Bobby Timmons's "Dat Dere" provided a slice of classic 32-bar bluesy hard bop that the trumpeter bit into with delight. Sitting just out of arm's reach of his bell, his clean, precise playing and fat sound were a joy. On "Emergency Staircase," Jannuska was highlighted again, as his mobile, Latin-ish straight-eight was killer, and took the energy to a peak when he made this drumset sound something like timbales.



The front line plays on the classic trumpet/saxophone division of labour, the former more lyrical, the latter more muscular. "Juanita Kligopoulou" (which you can hear on its MySpace page) is a great, Calexico-like dusty Mexican border-town of a song that, among other things, relies heavily on that front-line collaboration.
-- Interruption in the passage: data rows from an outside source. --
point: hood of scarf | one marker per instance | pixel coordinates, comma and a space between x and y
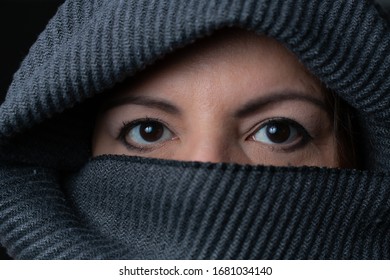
55, 203
119, 207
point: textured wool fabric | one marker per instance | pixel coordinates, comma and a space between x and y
57, 204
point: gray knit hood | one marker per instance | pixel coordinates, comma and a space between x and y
57, 203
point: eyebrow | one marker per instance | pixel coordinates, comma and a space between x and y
162, 105
255, 105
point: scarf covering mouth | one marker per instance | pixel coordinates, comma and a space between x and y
55, 203
119, 207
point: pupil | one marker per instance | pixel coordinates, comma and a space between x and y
278, 132
151, 131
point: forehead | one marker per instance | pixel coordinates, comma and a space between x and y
226, 62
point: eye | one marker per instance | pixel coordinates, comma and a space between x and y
141, 134
283, 132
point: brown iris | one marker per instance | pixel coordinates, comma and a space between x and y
151, 131
278, 132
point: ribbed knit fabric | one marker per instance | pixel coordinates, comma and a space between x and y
173, 210
91, 45
55, 204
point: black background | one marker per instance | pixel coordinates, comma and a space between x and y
20, 23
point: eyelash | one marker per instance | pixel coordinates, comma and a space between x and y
301, 131
127, 126
305, 136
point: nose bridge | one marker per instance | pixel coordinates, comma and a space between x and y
207, 144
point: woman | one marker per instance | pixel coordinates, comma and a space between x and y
155, 188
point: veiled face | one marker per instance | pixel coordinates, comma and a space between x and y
234, 97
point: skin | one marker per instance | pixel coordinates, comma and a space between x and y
223, 99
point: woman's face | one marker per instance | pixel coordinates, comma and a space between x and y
230, 98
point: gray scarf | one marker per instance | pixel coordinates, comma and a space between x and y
55, 203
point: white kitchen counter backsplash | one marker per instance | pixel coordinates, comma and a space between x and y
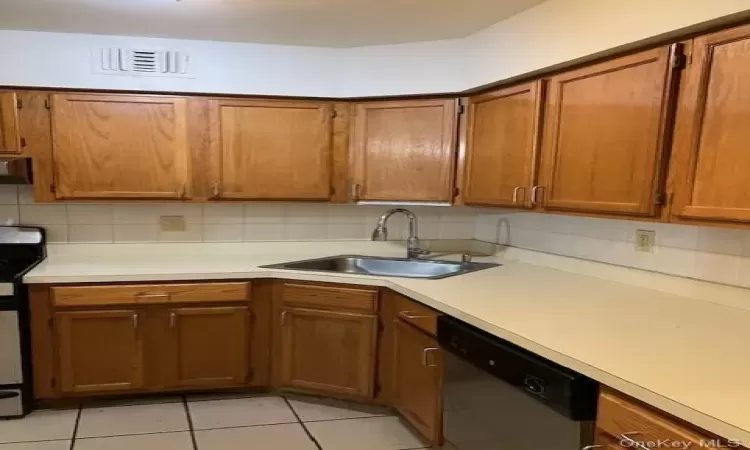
221, 222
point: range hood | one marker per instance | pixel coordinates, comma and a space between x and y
15, 171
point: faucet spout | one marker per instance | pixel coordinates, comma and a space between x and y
413, 248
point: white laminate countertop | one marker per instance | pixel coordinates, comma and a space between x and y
685, 355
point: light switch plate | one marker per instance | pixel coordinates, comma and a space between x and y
172, 223
645, 240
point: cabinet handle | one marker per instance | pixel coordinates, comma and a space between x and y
407, 316
354, 191
425, 353
534, 191
215, 190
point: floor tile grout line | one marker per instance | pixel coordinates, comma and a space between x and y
75, 427
302, 424
190, 423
Song is the key word here, which makes it unsurprising that it is also a part of Rackham's repertoire. Noesig lyrically intoned the melody, while Thys obbligatoed, reinforced and dialogued, roles switching freely without ever losing the song-feel. There were no clear breaks for solos, but rather a complete song with sections of more loosely improvised melody. Another thing shared with Rackham is Thys's signature sound: a way of occasionally emphasising longer notes with an attack that's halfway between a growl and a Spanish rolled r.